Which brings us to the Winklevoss’s fight with Facebook. They allege that the 409(a) Valuation performed in early 2008 set a price they should have been offered in their settlement. As a narrow point, whether this claim is valid or not depends on whether they received Preferred or Common shares as their settlement payment. There are few details regard, but some sources say they received Common Stock—at the Preferred price. Such a calculation would give the Winklevosses and their attorneys at least some leg to stand on in their argument. (The redacted transcript of the hearing is online here, and it makes clear that counsel for the Winklevosses intentionally ignore the difference between Preferred and Common stock valuations.)
But what their claim does not mean is what other news sources have inferred: that the entire value of Facebook was equal to the 409(a) Valuation for the Common Stock times the total number of shares of Common and Preferred outstanding (= $3.7 billion). Why? Because doing that math completely ignores the value of the Preferred stock and its rights. By this same logic, Warren Buffet’s investment in Goldman should have been at the same price as the common stock was trading at that day. (It wasn’t.) And every venture Capitalist who spends days negotiating preference rights in a financing is negotiation for something worth $0. (It isn’t.) In return for paying higher prices for Preferred shares, investors get board seats, voting privileges (often on behalf of the Common), dividends, and, at least in a startup, often complete control over the company’s balance sheet and stock ledger.
Three things are clear from the court papers:
- Facebook Preferred stock carried a price of $35.90 in late 2007 when Microsoft invested its $240 million;
- Facebook’s Board approved a 409(a) valuation of $8.88/share for its Common Stock in early 2008;
- If the Winklevosses received a number of shares of Common Stock equal to a settlement value ($45 million) divided by the Preferred price, they have something to argue about, but that action itself does not mean that the Preferred and Common had the same value.

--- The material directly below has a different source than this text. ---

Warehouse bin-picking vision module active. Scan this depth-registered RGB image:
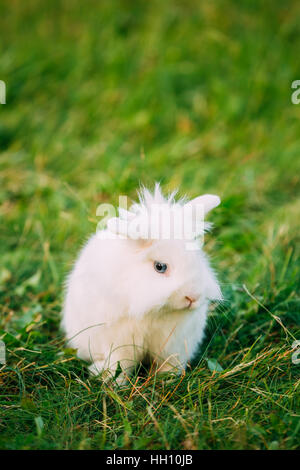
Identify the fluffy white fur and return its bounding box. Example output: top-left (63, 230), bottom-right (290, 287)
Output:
top-left (62, 185), bottom-right (221, 382)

The value of Facebook thus did not fall between these two events, as has been variously and mistakenly reported. Those two prices simply reflect the value of apples and oranges. The Times mistakes the matter when it reports that “expert’s valuation . . . put a price of $8.88 on its shares,” either intentionally or unintentionally agreeing with the Winklevoss’s attorneys who tried to confuse the matter. That valuation put a price of $8.88 on its Common shares, not its Preferred shares. And while the distinction may be a technical one, an entire industry of venture capitalists, private equity, and public investors relies on it every day. Reporting otherwise doesn’t help the public understand the merits (or lack thereof) of the Winklevoss’s allegations.